There is also the barrier of language. The medium preferred by most of my work colleagues is Luganda – understandable as for most it is mother tongue and they can be more expressive. It would be hard work to have to speak English just because I am in the room when the discussion is not for me anyway, but it can still be quite isolating and oftentimes jokes are shared and I miss out. Learn Luganda is on my “to do” list but slips down each time I look at the myriad greetings for different classes of people, times of day, etc. There is no “catch all” greeting like the Kiswahili “Salama” or “Habari gani”. I usually can mange a “webale” – thank-you – but currently that’s my limit.
East Africans consider themselves to be very polite people, hence all the greeting that goes on. There is also a strict class system that has women and youngsters bowing and kneeling to those (often men) who consider themselves to be their betters. I suspect I often offend as an egalitarian Australian who rejects all that class nonsense. It’s lucky I’m as old as I am as that mitigates the offending slightly but I certainly do not like it when mothers, coming in to pay fees (or explain why they cannot pay fees yet), kneel on the floor in front of the Head Teacher’s desk. At least finding examples of Gender Discrimination is easy!
|Spot the gender socialisation|
As a consequence of wishing to be polite an East African will want to tell you what you want to hear even if it means presenting what we now know to be “Alternate Facts”. Yesterday we were told that the second delivery of bread to Quality Cuts would be there at 11:30, so we thought early lunch then head home. After a rather nice steak sandwich we went back to Quality Cuts – still no bread! We were assured the delivery had left Kisimenti and was on its way – a distance of 2 or 3 kilometres. It finally arrived at about 12:30 and we had our two sliced seed bread loaves and could head home to Kirimamboga about 1 o’clock. If the shop assistant had said it wouldn’t be there until 12:30 we could have gone up to Kisimenti ourselves to pick it up and been home by 12. The delivery driver must have been side-tracked or stopped somewhere for a chat. Inconveniencing other people never enters anyone’s head. (Mostly shown by inconsiderate – dangerous‼ - drivers and meandering pedestrians, bodaboda (motorbike taxi) riders, stock and herdsmen.) The bread wait followed a ½ hour wait in a queue in the bank to pay a deposit on our holiday in June and a 20 minute wait in Shoprite while a committee decided what to do about the lack of a record on the computer of the bar code on the John West Tuna and, no, knowing the shelf label said 13,200/= was not sufficient information. (I could actually see steam coming out of Steve’s ears as he could feel the tuna slipping out of his grasp).
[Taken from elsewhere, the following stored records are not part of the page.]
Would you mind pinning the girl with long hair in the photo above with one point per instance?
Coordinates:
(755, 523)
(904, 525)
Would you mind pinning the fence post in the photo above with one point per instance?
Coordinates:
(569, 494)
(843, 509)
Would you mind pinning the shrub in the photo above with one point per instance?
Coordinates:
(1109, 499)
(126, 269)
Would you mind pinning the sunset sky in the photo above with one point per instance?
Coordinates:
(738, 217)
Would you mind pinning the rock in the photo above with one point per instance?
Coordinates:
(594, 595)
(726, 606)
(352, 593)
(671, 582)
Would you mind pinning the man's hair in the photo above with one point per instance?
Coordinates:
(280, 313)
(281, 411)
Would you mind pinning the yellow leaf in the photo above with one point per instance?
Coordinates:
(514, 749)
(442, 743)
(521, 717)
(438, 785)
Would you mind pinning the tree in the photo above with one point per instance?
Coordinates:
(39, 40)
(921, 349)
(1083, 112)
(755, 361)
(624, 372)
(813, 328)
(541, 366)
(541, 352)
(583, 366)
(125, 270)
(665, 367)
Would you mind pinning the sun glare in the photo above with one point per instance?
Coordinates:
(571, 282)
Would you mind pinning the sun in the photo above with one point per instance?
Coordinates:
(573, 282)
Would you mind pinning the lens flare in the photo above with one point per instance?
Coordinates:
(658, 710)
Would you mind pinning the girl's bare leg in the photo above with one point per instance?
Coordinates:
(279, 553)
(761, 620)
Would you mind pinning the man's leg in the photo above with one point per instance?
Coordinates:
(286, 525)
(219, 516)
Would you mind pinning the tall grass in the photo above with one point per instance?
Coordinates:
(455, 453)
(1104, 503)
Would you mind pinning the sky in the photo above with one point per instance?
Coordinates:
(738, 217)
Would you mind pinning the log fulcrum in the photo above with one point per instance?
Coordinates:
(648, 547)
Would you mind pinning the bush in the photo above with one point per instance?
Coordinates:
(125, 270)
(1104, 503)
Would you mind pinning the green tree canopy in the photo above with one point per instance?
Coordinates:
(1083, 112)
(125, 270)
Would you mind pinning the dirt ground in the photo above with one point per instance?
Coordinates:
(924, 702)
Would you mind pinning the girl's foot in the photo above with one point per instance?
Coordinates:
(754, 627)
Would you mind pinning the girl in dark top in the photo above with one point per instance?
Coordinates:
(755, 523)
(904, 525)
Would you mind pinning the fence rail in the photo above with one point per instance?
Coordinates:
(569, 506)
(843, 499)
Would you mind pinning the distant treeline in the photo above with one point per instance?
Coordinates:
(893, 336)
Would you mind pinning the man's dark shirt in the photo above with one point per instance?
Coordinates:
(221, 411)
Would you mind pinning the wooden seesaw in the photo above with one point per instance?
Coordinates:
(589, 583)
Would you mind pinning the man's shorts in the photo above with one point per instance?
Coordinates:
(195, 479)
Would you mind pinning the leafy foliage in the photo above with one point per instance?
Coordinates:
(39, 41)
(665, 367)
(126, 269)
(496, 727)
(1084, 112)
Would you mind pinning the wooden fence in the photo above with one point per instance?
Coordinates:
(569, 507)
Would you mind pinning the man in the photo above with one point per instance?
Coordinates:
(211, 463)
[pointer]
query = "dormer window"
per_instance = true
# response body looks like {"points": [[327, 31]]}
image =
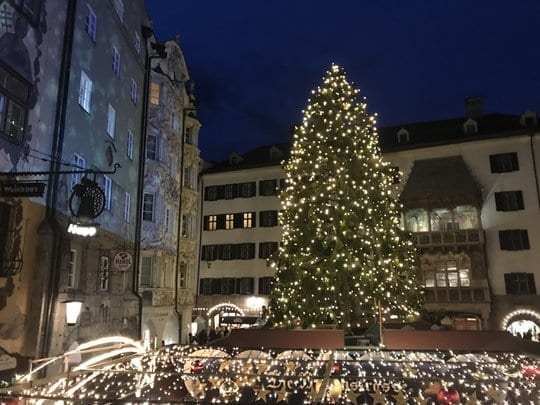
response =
{"points": [[529, 119], [275, 153], [403, 136], [470, 127], [235, 158]]}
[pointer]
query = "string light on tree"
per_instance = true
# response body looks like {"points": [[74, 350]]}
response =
{"points": [[342, 248]]}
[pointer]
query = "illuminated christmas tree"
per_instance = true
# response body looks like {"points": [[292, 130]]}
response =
{"points": [[343, 257]]}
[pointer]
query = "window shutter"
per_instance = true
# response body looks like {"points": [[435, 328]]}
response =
{"points": [[530, 283], [524, 239], [508, 283], [499, 203]]}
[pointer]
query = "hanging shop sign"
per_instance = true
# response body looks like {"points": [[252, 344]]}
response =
{"points": [[21, 189], [123, 261]]}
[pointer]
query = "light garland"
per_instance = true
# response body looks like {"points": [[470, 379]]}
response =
{"points": [[343, 258], [217, 375]]}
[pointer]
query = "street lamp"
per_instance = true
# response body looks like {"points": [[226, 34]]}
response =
{"points": [[73, 310]]}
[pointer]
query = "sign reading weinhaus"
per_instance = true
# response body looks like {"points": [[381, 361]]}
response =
{"points": [[21, 189]]}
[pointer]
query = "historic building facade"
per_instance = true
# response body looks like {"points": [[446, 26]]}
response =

|The crew at Don's, Lyantonde|
After many weeks of Askari Richard telling us we would soon have neighbours we finally do. Last weekend we returned from Lake Mburo to find people in Number 1 and today a family moved in to Number 3. So far we have the only car but if that changes things will get interesting. I can imagine the chaos trying to get out in the morning will become if we have 5 or more cars in the compound! And so far I’m not convinced on the locals’ average driving prowess and powers of organisation.
The students returned to school on Monday and have settled in nicely over the week. The new teachers have settled in too. We have had the CEO of School for Life visiting from Australia for the past fortnight so it’s all been “go”. Time now for me to get some solid M&E (monitoring and evaluation) strategies in place before we return to Australia for a visit in March /April. I’ll let you know how it goes.